In effort to upgrade my certification to MCPD-EA status, I have been retrograding to older frameworks I never had the chance to work on in the past three years. That means putting down that shiny WCF book and dusting off the WSE 3.0 MSDN documentation.
One of the IDE-incorporated features for WSE - which was long present in Visual Studio .NET 2003 - is to get Visual Studio 2005 to generate service proxies based on the Microsoft.Web.Services3.WebServicesClientProtocol class when the project is WSE-enabled. This class provides the base for all the tasty WSE functionality. However, on my main workstation, I consistently witness Visual Studio generating the stock SoapHttpClientProtocol. Manually editting the inheritance to WebServicesClientProtocol is a mere ephemeral accomplishment, since every attempt to Update Web Reference would just result in Visual Studio running the regular wsdl.exe generator.
But it sure worked fine on a laptop I have. The only major difference is the laptop is x86 Windows Vista. My main desktop workstation is x64 Windows Vista. That cannot be the problem, correct? Why, of course it is.

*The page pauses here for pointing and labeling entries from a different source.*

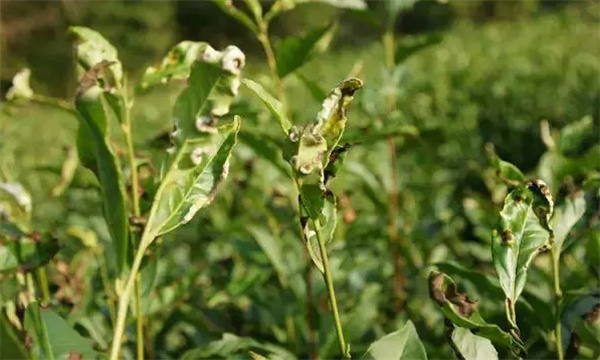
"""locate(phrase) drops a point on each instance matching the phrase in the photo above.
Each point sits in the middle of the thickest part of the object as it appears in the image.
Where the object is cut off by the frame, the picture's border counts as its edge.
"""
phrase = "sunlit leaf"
(53, 338)
(403, 344)
(472, 347)
(521, 233)
(294, 52)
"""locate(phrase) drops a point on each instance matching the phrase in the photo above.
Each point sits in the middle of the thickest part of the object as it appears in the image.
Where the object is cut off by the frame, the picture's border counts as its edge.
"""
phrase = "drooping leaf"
(176, 65)
(462, 312)
(66, 173)
(521, 233)
(97, 154)
(230, 345)
(294, 52)
(193, 179)
(15, 206)
(20, 88)
(403, 344)
(407, 49)
(566, 215)
(53, 338)
(274, 105)
(26, 252)
(469, 346)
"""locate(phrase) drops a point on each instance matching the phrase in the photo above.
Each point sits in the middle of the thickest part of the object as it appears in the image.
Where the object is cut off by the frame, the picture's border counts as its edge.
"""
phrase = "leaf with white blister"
(294, 52)
(403, 344)
(20, 88)
(96, 153)
(522, 232)
(274, 105)
(189, 186)
(469, 346)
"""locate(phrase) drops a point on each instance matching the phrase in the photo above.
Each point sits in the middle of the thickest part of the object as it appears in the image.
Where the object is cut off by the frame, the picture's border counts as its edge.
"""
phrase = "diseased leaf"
(176, 65)
(566, 215)
(403, 344)
(97, 154)
(469, 346)
(294, 52)
(53, 338)
(407, 49)
(521, 233)
(20, 88)
(192, 181)
(274, 105)
(26, 252)
(462, 312)
(15, 206)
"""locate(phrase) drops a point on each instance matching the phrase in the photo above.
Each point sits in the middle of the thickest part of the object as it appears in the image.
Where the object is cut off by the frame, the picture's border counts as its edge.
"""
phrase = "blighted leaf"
(274, 105)
(97, 154)
(469, 346)
(53, 338)
(566, 215)
(192, 181)
(403, 344)
(407, 49)
(462, 311)
(175, 66)
(522, 232)
(20, 88)
(66, 173)
(322, 211)
(15, 206)
(294, 52)
(26, 252)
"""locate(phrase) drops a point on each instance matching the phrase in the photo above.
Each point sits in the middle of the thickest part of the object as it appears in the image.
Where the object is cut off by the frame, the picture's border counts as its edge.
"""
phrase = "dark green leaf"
(294, 52)
(26, 252)
(469, 346)
(274, 105)
(94, 137)
(403, 344)
(462, 311)
(53, 338)
(521, 233)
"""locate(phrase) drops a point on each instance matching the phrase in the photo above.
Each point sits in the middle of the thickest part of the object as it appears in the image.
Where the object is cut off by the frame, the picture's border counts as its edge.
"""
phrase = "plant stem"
(126, 294)
(140, 319)
(43, 280)
(558, 300)
(330, 289)
(394, 240)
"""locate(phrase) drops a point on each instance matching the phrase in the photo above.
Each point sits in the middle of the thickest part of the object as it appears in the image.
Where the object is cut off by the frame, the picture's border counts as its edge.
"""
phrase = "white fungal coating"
(233, 59)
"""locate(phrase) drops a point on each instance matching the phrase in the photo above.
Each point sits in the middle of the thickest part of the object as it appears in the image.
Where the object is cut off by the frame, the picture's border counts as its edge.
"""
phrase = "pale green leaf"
(403, 344)
(274, 105)
(472, 347)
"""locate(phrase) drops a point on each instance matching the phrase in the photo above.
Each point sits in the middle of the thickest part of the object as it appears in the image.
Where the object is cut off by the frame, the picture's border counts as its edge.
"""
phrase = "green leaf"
(566, 215)
(66, 173)
(176, 65)
(274, 105)
(522, 232)
(94, 136)
(403, 344)
(26, 252)
(469, 346)
(462, 312)
(321, 209)
(53, 338)
(294, 52)
(407, 49)
(20, 88)
(15, 206)
(575, 136)
(193, 179)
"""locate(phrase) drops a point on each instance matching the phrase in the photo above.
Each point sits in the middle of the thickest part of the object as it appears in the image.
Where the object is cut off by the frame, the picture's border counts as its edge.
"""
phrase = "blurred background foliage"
(501, 67)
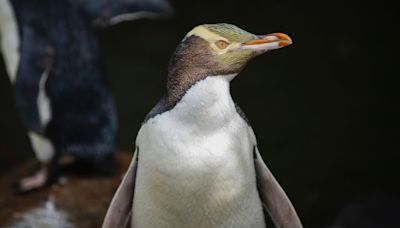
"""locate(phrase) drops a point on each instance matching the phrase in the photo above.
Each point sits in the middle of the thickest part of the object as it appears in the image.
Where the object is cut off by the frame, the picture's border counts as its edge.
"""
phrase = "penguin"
(196, 162)
(62, 95)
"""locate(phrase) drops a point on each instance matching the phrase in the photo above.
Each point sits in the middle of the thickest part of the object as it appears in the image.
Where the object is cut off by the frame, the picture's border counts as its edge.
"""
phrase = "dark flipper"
(273, 197)
(119, 213)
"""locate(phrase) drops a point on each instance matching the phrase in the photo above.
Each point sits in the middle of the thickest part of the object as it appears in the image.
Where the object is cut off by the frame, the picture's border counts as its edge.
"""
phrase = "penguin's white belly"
(196, 175)
(189, 181)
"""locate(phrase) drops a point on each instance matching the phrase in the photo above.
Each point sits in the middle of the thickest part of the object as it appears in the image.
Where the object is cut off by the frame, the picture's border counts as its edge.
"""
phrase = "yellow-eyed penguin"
(196, 162)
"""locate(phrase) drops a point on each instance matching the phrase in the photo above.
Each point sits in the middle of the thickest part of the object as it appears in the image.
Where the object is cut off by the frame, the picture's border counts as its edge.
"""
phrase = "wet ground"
(76, 201)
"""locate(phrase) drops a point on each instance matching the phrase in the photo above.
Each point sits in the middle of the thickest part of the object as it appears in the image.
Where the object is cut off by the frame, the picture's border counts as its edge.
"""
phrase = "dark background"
(323, 109)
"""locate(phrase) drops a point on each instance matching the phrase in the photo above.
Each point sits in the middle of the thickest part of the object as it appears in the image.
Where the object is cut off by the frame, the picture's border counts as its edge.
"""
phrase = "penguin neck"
(208, 103)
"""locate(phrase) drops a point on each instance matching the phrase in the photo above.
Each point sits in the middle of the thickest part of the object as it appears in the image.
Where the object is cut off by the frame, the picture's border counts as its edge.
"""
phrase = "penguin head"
(222, 49)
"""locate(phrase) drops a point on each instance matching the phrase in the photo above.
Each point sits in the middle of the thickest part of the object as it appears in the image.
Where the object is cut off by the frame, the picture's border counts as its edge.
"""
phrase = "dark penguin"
(196, 163)
(62, 95)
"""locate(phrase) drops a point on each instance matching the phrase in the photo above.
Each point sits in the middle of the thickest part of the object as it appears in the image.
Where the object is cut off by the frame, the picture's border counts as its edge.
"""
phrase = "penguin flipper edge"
(119, 213)
(273, 197)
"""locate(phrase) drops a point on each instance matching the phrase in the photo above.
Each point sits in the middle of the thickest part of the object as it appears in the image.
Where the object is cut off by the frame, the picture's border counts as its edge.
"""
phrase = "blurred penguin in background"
(62, 95)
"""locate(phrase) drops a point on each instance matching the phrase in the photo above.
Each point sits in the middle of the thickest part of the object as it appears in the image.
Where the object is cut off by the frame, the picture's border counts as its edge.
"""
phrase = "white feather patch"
(42, 147)
(10, 39)
(43, 101)
(196, 164)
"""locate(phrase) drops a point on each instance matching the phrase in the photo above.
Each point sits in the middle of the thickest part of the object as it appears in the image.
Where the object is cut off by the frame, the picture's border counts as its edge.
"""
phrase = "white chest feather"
(196, 164)
(9, 38)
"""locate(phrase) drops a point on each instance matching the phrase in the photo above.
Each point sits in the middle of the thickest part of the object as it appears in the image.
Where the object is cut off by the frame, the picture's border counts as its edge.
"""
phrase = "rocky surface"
(77, 201)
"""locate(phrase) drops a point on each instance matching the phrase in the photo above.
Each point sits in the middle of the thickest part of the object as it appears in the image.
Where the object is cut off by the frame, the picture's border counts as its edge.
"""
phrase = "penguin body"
(190, 162)
(62, 94)
(196, 162)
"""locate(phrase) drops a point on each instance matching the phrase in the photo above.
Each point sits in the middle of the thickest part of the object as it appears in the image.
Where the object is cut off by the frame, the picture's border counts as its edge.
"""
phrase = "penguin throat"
(207, 103)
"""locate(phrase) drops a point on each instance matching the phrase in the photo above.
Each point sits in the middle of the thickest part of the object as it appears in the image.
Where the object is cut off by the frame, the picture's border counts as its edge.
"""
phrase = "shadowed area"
(77, 201)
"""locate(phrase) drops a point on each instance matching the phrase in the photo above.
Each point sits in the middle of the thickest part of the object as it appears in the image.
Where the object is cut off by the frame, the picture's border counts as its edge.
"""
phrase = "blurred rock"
(79, 201)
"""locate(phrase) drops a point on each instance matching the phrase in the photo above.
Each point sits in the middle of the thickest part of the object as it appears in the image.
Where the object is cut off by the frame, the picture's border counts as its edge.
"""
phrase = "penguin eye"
(221, 44)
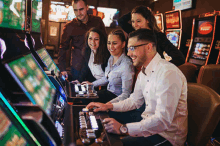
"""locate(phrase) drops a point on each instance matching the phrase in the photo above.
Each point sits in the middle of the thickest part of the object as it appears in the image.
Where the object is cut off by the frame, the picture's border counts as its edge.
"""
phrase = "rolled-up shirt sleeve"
(168, 91)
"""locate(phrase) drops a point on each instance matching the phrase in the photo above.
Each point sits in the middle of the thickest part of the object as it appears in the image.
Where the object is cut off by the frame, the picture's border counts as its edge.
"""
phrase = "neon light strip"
(19, 119)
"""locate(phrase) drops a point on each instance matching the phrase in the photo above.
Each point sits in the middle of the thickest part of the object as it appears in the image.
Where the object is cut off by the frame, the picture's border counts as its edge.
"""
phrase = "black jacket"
(163, 44)
(86, 74)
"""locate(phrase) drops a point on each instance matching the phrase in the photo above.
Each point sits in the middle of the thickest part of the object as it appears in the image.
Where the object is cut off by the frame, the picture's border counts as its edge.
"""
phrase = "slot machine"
(14, 130)
(173, 21)
(204, 45)
(159, 19)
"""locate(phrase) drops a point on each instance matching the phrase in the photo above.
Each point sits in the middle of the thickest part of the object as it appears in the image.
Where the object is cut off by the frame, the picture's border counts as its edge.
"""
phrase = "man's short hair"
(76, 1)
(144, 35)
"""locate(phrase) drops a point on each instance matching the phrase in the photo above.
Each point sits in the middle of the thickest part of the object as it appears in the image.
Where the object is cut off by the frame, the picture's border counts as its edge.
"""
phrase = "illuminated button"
(91, 113)
(89, 130)
(91, 135)
(85, 109)
(81, 113)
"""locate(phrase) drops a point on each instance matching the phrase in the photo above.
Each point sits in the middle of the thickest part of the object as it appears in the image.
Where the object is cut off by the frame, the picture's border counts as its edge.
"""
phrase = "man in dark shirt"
(74, 32)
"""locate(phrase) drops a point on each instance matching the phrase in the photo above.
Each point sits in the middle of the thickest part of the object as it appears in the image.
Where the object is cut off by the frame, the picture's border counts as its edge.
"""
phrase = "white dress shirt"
(95, 69)
(119, 77)
(163, 88)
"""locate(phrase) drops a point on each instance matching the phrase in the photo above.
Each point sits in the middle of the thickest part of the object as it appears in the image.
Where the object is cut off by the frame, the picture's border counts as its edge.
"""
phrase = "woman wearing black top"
(96, 56)
(142, 17)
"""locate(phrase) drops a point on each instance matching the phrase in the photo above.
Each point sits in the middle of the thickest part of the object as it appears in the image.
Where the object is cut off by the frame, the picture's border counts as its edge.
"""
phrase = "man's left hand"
(112, 126)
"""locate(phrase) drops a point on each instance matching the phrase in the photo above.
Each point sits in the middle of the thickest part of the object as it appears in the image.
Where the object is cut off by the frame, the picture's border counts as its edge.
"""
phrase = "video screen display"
(200, 51)
(205, 28)
(173, 36)
(159, 21)
(9, 134)
(36, 15)
(109, 16)
(12, 14)
(182, 4)
(48, 61)
(172, 20)
(33, 81)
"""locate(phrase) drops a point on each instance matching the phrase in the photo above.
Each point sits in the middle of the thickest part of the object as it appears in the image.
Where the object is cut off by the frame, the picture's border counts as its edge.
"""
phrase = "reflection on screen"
(109, 16)
(173, 37)
(159, 21)
(173, 20)
(182, 4)
(9, 134)
(201, 51)
(33, 81)
(36, 15)
(12, 14)
(48, 61)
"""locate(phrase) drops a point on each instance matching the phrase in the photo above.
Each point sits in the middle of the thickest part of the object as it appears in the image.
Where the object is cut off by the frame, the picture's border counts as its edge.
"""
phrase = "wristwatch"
(123, 129)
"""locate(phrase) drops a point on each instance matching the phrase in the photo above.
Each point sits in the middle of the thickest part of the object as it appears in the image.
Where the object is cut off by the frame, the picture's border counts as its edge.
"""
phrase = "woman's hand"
(86, 82)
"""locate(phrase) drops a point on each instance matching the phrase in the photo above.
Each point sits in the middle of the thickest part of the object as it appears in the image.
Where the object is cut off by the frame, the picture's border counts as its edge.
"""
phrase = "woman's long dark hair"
(102, 53)
(148, 15)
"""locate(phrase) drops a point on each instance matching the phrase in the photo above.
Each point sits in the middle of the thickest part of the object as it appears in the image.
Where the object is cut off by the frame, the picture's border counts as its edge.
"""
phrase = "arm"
(168, 91)
(177, 56)
(102, 27)
(127, 77)
(64, 45)
(123, 22)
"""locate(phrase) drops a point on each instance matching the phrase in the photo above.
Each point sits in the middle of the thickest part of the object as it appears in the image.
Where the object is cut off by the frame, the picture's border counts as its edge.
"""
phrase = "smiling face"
(138, 56)
(80, 10)
(115, 45)
(138, 21)
(93, 41)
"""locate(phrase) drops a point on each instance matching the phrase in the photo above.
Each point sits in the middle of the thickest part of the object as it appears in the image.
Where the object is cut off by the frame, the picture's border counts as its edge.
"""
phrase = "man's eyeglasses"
(132, 48)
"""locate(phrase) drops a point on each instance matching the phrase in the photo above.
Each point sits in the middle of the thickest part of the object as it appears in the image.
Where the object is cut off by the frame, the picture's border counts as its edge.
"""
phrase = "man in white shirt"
(163, 89)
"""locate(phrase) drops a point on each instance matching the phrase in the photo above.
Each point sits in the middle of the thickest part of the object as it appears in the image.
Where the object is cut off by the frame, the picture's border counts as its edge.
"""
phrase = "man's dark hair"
(76, 1)
(144, 35)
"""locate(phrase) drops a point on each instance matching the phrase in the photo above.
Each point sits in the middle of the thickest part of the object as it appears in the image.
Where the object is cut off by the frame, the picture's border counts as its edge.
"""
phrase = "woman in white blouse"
(119, 72)
(96, 56)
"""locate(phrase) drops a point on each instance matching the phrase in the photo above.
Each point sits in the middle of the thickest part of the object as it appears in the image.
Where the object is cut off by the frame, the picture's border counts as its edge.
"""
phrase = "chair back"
(209, 75)
(189, 70)
(203, 113)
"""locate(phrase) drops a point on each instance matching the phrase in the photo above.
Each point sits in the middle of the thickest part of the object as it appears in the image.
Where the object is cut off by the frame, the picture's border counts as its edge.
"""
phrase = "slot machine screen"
(48, 61)
(199, 53)
(159, 21)
(182, 4)
(205, 28)
(12, 14)
(173, 37)
(172, 20)
(12, 129)
(36, 15)
(33, 81)
(109, 16)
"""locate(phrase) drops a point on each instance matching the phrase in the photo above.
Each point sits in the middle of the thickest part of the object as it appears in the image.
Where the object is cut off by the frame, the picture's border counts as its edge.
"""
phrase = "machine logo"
(205, 28)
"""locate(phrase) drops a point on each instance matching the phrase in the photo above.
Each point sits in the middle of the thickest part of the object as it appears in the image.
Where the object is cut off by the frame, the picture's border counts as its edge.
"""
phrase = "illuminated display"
(173, 20)
(109, 16)
(200, 51)
(48, 61)
(173, 37)
(33, 81)
(9, 134)
(36, 15)
(205, 28)
(12, 14)
(159, 21)
(182, 4)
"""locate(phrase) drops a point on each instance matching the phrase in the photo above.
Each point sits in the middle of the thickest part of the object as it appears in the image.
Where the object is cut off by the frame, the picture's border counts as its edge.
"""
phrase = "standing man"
(74, 35)
(163, 89)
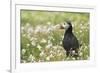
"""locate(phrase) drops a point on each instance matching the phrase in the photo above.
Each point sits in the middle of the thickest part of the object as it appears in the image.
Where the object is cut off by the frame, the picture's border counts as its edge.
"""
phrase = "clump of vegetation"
(41, 40)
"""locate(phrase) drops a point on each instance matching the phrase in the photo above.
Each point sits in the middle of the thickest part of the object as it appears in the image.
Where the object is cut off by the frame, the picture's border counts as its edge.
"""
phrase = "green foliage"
(41, 41)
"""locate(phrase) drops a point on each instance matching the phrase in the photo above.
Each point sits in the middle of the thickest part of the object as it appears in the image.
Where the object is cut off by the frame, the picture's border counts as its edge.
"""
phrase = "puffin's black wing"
(70, 42)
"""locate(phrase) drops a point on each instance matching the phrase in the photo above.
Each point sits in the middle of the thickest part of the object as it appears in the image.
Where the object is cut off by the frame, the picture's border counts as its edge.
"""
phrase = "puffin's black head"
(67, 26)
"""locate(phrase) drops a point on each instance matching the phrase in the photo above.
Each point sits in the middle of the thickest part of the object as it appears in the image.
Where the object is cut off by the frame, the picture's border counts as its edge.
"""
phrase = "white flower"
(49, 45)
(39, 47)
(33, 43)
(48, 23)
(30, 30)
(48, 58)
(51, 56)
(23, 51)
(43, 41)
(27, 45)
(42, 53)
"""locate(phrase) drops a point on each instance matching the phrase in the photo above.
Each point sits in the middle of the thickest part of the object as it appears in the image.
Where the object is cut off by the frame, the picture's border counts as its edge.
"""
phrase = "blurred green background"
(41, 40)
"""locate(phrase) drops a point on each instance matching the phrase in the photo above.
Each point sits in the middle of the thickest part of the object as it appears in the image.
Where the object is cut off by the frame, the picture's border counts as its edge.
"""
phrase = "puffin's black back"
(70, 41)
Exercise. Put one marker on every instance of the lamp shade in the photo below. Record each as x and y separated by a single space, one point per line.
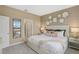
75 29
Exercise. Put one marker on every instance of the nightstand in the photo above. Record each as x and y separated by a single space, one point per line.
74 43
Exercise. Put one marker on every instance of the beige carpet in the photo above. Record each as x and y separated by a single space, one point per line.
24 49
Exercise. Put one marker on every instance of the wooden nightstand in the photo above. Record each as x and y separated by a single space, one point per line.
74 43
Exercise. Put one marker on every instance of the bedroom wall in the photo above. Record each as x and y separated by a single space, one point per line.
11 12
72 20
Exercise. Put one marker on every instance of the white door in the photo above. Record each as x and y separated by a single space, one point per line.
4 30
29 28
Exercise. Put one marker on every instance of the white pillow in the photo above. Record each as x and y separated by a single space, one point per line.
60 34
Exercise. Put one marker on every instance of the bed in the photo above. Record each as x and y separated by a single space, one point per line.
46 44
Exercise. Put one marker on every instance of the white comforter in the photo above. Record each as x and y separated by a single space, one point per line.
48 44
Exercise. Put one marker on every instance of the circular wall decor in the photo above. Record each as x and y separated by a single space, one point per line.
65 14
49 17
61 20
55 20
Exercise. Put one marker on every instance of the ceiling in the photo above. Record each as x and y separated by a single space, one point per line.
40 10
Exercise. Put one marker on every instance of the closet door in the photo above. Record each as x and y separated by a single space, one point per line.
4 31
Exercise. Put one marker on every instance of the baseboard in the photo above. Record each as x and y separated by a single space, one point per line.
15 44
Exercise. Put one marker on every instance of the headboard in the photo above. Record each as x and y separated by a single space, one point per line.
59 28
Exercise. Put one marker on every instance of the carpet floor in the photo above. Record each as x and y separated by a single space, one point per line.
24 49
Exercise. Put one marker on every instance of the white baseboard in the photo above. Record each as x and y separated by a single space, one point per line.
15 44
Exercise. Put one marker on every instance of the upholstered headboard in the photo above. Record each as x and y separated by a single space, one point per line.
59 28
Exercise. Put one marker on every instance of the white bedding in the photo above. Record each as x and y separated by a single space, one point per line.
47 44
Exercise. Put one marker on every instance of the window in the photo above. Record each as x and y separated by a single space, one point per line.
16 23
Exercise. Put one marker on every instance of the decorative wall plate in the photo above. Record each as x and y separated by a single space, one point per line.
50 17
59 15
65 14
61 20
55 20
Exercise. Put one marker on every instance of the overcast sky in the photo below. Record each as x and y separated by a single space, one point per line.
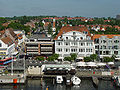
87 8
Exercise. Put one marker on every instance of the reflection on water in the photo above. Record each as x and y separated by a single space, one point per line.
38 84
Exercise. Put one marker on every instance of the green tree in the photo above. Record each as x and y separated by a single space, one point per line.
50 58
73 56
67 58
107 59
49 29
40 58
55 56
87 59
93 57
113 57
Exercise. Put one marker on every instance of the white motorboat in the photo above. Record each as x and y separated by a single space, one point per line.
59 79
75 80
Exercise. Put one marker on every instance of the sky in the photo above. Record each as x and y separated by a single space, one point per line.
86 8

Straight after the launch of .NET Framework 2.0, Microsoft was visibily eager to concentrate on WCF (and .NET Framework 3.0 overall). That was a time when very few developers were even close to hitting the 4GB limit to realise they had to move on to x64 operating systems. Even as of now there are still not enough developers making the switch into 64-bit territory. I can see just how "much" attention WSE 3.0 got from an x64 perspective. Casting nets across various communities yield practically zero experience on what's happening here. It certainly took long enough for me to alter my choices in words to finally dig out the truth.
The WSE 3.0 installer fails to alter Visual Studio 2005's config file C:\Program Files (x86)\Microsoft Visual Studio 8\Common7\IDE\devenv.exe.config with the following entry.
<
configuration>
<system.web>
<webServices>
<soapExtensionImporterTypes>
<add type="Microsoft.Web.Services3.Description.WseExtensionImporter, Microsoft.Web.Services3, Version=3.0.0.0, Culture=neutral, PublicKeyToken=31bf3856ad364e35" />
</soapExtensionImporterTypes>
</webServices>
</system.web>
</configuration>
Plug that in, and Visual Studio wakes up from its trance to realise there is a better world out there.